The album's second track, "100 Ways," serves as a sort of missing link between Jane's Addiction and Farrell's later electronica-infused work as DJ Peretz, or on his only solo album (2001's Song Yet to Be Sung) or 2007's Ultra Payloaded from one-off Farrell side project Satellite Party. The track is a blend of samples and acoustic guitar backed with horns--beautiful, strange and evocative.

Only three songs in we hit the heart of Good God's Urge. The ocean has always factored heavily into Farrell's imagery as well as his life. It was on a surfing trip that he met guitarist DiStefano, after all. "Tahitian Moon" and album closer "Bali Eyes" give nods to island life, but it's the former that hints at water as a metaphor in the way that Jane's "Ocean Size" had just a few years earlier with it's declaration that "I want to be more like the ocean/No talk and then all action."

"I came out here to look for my friend/I don't know if I'll ever get to see him again," Farrell sings on "Tahitian Moon." "My boat's capsized it's gonna sink to the bottom." Nothing's Shocking-era Perry saw the ocean's strength as a metaphor for his own, but now he was lost, drowning, overwhelmed by the forces that had capsized him.

Farrell wasn't the only one who may have been treading water. Bassist LeNoble laid down parts for six tracks before deciding that "[I] was going to die if I didn’t change something and get clean." With their bassist gone, Minutemen's Mike Watt filled in on the title track and "100 Ways" (and took LeNoble's slot when the band went in the road), and longtime L.A. friend Flea brought his Chili Peppers funk to "Freeway."

Watt and Flea were far from the album's only guests. Including the actual band, 20 musicians played on Good God's Urge, a rogues' gallery with at least two distinct explanations. One might consider such a sprawling lineup symptomatic of a band in trouble, but to this day Farrell has a penchant for surrounding himself with interesting people doing interesting things, whether it's his dog barking in the vocal booth during the "Been Caught Stealing" sessions or surrounding Jane's Addiction's farewell tour with the giant party named Lollapalooza.

But of those guest stars none were more surprising than Dave Navarro. It was the reunion that no Jane's fan expected to happen. Farrell, Perkins and Navarro rejoined for "Freeway," only bassist Avery was missing from the original Jane's lineup. With Flea filling in, the track took on an altogether new sound--more Jane's than Pornos, but not the Jane's of Nothing's Shocking or Ritual.

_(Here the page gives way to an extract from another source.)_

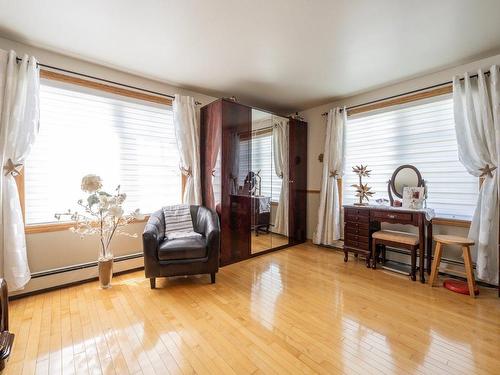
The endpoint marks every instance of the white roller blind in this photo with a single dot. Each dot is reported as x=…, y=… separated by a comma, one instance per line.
x=82, y=131
x=262, y=160
x=421, y=134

"Freeway" may have been the catalyst that led to Farrell's next move. With LeNoble gone and DiStefano now battling cancer, Porno For Pyros split in '97. That same year, Farrell, Navarro, Perkins, and Flea toured a reunited Jane's Addiction behind the odds and sods Kettle Whistle compilation and "Relapse" tour. The band split again after that tour, but the seed was planted: Porno For Pyros was a two record rebound, Jane's was the girlfriend the band just quit.

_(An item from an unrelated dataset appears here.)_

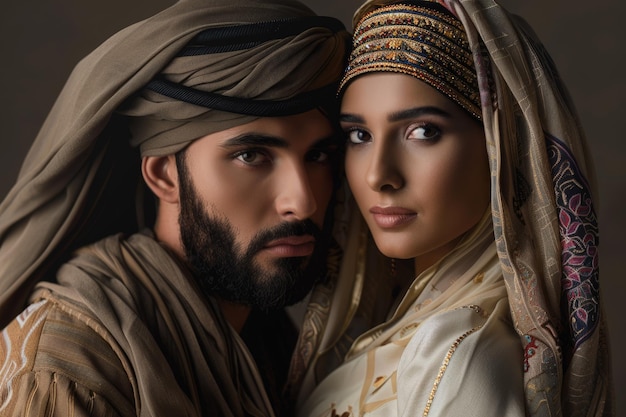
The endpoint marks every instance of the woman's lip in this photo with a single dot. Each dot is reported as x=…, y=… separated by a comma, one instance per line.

Jane's Addiction remains one of the most potent live acts on the tour and festival circuit, their live shows a feast for both eyes and ears, but for fans of that rare moment when when Farrell's post-punk aspirations blossomed completely uncompromised, that news is bittersweet. With exception to a brief reunion for Perry's 50th birthday party, Porno For Pyros' small but unique catalog remains landlocked, never to be performed again.